YRC outlines how retailers can scale personalization with AI and CDPs
Your Retail Coach says Middle East retailers can boost loyalty and sales by pairing customer data platforms with AI-driven personalization across digital and store channels. The guidance lays out how brands can use automation, real-time data and dynamic pricing to scale individualized experiences.
Why it matters: - Retailers in the Middle East are under pressure to turn customer data into repeat purchases and stronger loyalty. - YRC says personalization at scale can help brands deliver individualized experiences to more shoppers without relying on manual campaigns. - CDPs and AI can connect online, app and store behavior into a single view of the customer, which can improve omnichannel engagement.
What happened: - Your Retail Coach (YRC) published guidance on July 24, 2026, in Dubai on how retailers can implement personalization at scale. - The material focuses on the Middle East region and frames personalization as a growth tool for retail expansion. - YRC also shared a contact link for retail advice: Get advise for E-commerce retail business.

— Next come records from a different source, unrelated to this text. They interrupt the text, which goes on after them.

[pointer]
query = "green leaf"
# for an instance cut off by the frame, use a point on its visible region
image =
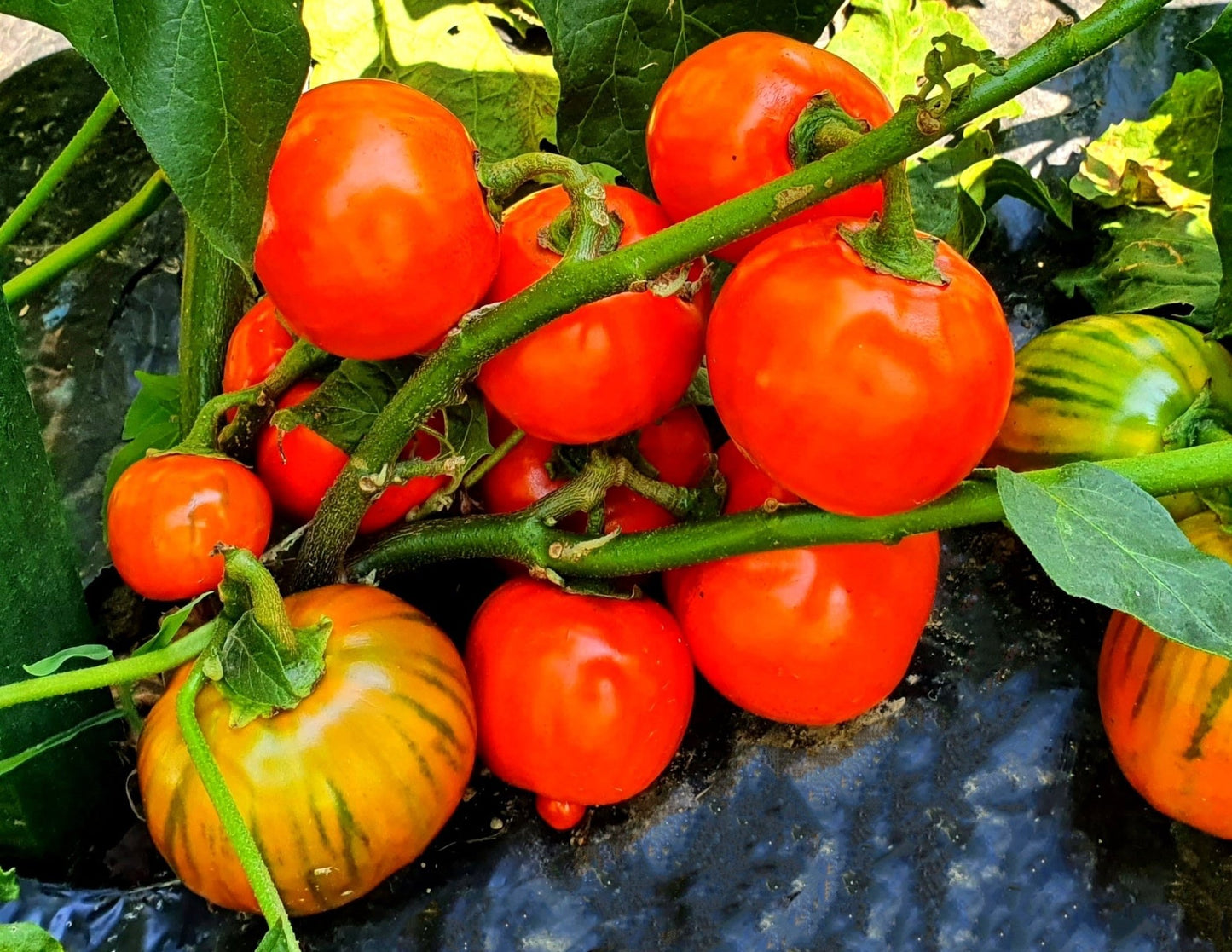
(152, 423)
(207, 84)
(262, 677)
(1102, 539)
(454, 52)
(52, 664)
(27, 938)
(1163, 159)
(274, 941)
(171, 627)
(466, 432)
(1216, 46)
(699, 393)
(888, 41)
(614, 55)
(344, 407)
(10, 764)
(1149, 259)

The details: - Personalisation at scale is presented as the operational approach to delivering personalized experiences across an entire customer base. - The approach uses customer data platforms, automation and artificial intelligence to collect and activate data from websites, apps, CRM systems and point-of-sale systems. - The example given is a retailer sending different product recommendations to customers based on their abandoned carts or saved wish lists. - Hyper-personalisation is described as the “what” of the experience, with emphasis on tailoring the shopping journey to individual customers. - Hyper-personalisation can use web and app analytics, machine learning, predictive analytics and real-time data such as weather or festive seasons. - YRC says a CDP pulls together data from browsing history, sessions, timestamps, clicks, impressions, abandoned carts, POS data, loyalty programs, response to offers, email interactions and social media engagement. - CDPs are intended to create a holistic view of individual customer behavior and support more effective omnichannel journeys. - YRC says AI trained on CDP data can help predict which abandoned carts are more likely to convert when additional discounts are offered. - Retailers can use automation to apply those rules at scale once the logic is validated. - In-store personalization can include smartphone messages sent when a customer enters a store. - Those messages may include greetings, reminders about abandoned carts or wish lists, exclusive discounts, personalized deals of the day and announcements about new store openings. - YRC also points to dynamic pricing as another use case for AI- and CDP-based personalization.
Between the lines: - The pitch is less about one-off personalization and more about building the infrastructure to personalize continuously across channels. - The emphasis on CDPs suggests retailers need cleaner, better-connected data before AI can deliver meaningful results. - The guidance also signals that physical stores still matter, but stores now function as another data and messaging channel rather than a separate sales environment. - The future-looking claims about purchase prediction and dynamic pricing are strategic recommendations, not proven results in the release.
What's next: - Retailers that adopt this model would need to connect first-party data sources, automation tools and AI decisioning systems. - YRC indicates that brands can then scale personalized offers, recommendations and store messages across the customer journey. - The company directs interested retailers to its contact page for further consultation.
The bottom line: - YRC’s core message is that personalization becomes more valuable when retailers can operationalize it across every channel, not just target individual shoppers one by one.
Disclaimer: This article was produced by AGP Wire with the assistance of artificial intelligence based on original source content and has been refined to improve clarity, structure, and readability. This content is provided on an “as is” basis. While care has been taken in its preparation, it may contain inaccuracies or omissions, and readers should consult the original source and independently verify key information where appropriate. This content is for informational purposes only and does not constitute legal, financial, investment, or other professional advice.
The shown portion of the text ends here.